Sunday, February 15, 2009

Industry Growth not Necessarily Industry Profits


In a Farewell to Alms, Gregory Clark's fascinating new account of the Industrial Revolution in England, he notes that profitability does not necessarily follow productivity.
Productivity growth in cotton textiles in England from 1770 to 1870, for example, far exceeded that in any other industry. But the competitive nature of the industry, and the inability of the patent system to protect most technological advances, kept profits low....New entrants abounded. By 1900 Britain had about two thousand firms in the industry. Firms learned improved techniques from innovative competitors by hiring away their skilled workers.
...
The greatest of the Industrial Revolution cotton magnates, Richard Arkwright, is estimated to have left 0.5 million pounds when he died in 1792...This is less wealth than Josiah Wedgwood, who left 0.6 million pounds in 1795, even though Wedgewood operated in a sector, pottery, which had seen far less technological progress and was still largely dependent on manual labor even in the late nineteenth century

That the most productive industry, in the most productive country, could not reap the profits to the owners, highlights the merely predicting the success of an industry is different than predicting the stock returns in that sector.

While the book is truly fascinating and profound, it is kind of depressing. He argues that England became superproductive because the rich were outbreeding the poor and so after several centuries, the downward mobility of the rich pushed their genes and/or ethics across the country, and so productivity grew out of the masses of bourgeois virtues endemic to the British 'middle class', which is not a description of someone with a job (today's definition), but rather a description of a person's actions and morals. "Thrift, prudence, negotiation and hard work [became] values for communities that... [had been] spendthrift, impulsive, violent and leisure loving." (p.166) In contrast, today, the poor out breed the rich, music glorifies thugs, and popular culture does not exactly encourage thrift, prudence, and hard work. In a couple of centuries, Americans might be looking at our skyscrapers the way Egyptians looked at the pyramids in classical times.

2 comments:

Anonymous said...

I agree this is a huge concern facing society, maybe the biggest long-term, but it's quite taboo to even broach the subject.
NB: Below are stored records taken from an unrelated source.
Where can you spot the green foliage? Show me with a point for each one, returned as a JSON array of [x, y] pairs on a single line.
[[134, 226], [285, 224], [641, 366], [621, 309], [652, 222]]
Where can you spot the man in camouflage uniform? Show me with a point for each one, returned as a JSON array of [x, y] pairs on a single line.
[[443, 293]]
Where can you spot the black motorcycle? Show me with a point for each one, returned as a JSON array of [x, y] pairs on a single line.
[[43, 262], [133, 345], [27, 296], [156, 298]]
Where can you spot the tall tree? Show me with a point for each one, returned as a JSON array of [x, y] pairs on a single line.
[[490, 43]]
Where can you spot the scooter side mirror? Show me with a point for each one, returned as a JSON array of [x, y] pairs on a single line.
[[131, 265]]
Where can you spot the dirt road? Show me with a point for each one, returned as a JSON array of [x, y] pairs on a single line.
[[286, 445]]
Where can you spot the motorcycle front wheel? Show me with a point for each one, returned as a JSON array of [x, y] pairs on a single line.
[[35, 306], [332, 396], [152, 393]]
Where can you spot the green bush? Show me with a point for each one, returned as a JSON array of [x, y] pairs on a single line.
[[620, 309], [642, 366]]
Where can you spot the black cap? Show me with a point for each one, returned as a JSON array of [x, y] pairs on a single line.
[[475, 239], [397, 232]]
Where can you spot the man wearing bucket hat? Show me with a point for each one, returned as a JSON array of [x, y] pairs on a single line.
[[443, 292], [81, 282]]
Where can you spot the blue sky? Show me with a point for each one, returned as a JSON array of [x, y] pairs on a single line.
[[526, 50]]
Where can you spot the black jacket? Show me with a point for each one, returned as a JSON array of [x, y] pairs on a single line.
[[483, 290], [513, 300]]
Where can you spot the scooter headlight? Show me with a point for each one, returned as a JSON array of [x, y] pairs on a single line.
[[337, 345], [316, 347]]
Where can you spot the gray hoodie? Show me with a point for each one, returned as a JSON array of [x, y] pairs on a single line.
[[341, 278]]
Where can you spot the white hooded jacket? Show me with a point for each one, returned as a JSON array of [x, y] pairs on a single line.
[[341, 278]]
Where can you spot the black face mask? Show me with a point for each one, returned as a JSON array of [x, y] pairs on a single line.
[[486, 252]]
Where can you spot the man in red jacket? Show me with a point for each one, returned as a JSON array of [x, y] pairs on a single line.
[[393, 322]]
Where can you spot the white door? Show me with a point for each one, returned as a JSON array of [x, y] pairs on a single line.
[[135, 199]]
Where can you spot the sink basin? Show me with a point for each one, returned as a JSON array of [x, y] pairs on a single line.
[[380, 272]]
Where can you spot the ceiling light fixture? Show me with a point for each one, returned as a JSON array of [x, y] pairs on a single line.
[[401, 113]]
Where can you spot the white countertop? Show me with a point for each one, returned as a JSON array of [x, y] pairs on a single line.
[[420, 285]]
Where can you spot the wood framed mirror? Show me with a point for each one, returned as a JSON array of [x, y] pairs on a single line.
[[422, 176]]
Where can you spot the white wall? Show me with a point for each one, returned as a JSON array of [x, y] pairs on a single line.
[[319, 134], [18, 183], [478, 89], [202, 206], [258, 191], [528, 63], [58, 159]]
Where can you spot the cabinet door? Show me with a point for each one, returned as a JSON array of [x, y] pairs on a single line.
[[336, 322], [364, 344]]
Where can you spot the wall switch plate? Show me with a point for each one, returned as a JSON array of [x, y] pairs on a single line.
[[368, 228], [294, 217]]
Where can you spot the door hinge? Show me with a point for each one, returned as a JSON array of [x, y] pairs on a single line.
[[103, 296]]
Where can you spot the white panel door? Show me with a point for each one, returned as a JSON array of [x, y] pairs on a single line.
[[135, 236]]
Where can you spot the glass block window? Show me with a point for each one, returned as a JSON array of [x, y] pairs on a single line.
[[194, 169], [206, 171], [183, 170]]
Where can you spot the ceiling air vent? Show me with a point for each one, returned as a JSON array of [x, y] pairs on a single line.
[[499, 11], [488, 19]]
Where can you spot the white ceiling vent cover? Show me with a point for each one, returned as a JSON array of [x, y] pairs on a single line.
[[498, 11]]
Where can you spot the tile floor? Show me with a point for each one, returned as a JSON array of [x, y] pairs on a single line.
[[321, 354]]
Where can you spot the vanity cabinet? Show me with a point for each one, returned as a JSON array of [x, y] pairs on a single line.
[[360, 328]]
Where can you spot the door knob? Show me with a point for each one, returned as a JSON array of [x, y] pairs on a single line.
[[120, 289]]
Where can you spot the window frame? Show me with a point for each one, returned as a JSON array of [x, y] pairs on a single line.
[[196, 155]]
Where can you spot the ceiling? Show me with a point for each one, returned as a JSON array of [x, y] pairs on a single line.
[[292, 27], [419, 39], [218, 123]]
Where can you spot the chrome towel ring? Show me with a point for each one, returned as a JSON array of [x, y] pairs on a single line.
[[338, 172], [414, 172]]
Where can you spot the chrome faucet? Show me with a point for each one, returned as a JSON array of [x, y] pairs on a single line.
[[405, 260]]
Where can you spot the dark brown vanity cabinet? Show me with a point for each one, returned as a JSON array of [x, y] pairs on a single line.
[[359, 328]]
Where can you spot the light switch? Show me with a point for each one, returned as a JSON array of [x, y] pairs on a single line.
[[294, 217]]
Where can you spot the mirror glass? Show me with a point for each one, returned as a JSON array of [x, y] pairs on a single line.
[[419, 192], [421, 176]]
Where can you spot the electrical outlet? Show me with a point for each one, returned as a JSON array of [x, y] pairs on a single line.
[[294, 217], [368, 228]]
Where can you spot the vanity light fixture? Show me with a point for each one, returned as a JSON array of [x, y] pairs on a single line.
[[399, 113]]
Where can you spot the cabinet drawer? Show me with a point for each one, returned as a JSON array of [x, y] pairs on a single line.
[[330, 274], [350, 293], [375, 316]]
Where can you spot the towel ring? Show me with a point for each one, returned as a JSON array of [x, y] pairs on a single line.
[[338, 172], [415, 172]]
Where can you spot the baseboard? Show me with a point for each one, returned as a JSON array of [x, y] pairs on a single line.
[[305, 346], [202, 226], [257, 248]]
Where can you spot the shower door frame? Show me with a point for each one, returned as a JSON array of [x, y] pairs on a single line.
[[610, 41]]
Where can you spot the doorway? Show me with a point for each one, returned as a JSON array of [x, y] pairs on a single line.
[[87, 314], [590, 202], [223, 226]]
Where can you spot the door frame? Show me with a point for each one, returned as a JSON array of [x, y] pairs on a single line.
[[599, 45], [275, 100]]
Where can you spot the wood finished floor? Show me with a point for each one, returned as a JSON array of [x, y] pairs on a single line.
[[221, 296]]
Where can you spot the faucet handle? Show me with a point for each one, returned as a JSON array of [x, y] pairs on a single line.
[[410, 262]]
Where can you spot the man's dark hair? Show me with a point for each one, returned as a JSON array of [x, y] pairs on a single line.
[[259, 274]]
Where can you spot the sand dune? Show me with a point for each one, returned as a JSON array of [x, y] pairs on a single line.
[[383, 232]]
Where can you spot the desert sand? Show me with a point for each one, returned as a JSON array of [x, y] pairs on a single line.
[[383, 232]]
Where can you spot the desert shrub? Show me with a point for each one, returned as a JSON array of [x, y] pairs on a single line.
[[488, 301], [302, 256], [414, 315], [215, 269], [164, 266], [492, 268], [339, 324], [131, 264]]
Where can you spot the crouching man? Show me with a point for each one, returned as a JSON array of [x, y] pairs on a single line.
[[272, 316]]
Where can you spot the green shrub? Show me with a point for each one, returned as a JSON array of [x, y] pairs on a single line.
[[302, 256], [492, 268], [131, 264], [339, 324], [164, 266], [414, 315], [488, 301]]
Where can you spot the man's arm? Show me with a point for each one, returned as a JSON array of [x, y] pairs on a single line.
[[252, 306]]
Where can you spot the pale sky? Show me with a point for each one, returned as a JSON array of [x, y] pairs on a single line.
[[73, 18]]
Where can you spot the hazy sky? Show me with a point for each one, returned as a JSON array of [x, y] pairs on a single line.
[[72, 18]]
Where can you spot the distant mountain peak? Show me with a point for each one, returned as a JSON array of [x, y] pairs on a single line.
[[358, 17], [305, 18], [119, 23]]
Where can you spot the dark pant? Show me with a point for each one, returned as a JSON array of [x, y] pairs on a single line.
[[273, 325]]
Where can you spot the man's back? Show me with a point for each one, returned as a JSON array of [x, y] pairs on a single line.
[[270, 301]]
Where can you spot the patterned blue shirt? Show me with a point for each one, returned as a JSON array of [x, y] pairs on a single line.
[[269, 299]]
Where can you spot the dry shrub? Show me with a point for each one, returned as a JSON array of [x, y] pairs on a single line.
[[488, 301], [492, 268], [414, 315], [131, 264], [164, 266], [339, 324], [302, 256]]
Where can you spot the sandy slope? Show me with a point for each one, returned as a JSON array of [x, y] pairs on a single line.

Most people can't even conceive what the argument might mean, let alone take it seriously.

Actually the original "social Darwinists" were motivated primarily by the same concern - that the weak/poor were outbreeding the strong/rich, and this was over 100 years ago.

One glimmer of hope: popular music has transitioned from celebrating gangsters to pimps, then from pimps to hustlas. (Admittedly, with a growing soft spot for the strip club-obsessed.) In this respect, we seem to be slowly transitioning to more entrepreneurial role models for our youth.

Anonymous said...

What evidence does he have that the prolific rich people were hard working, thrifty, prudent, and peaceful?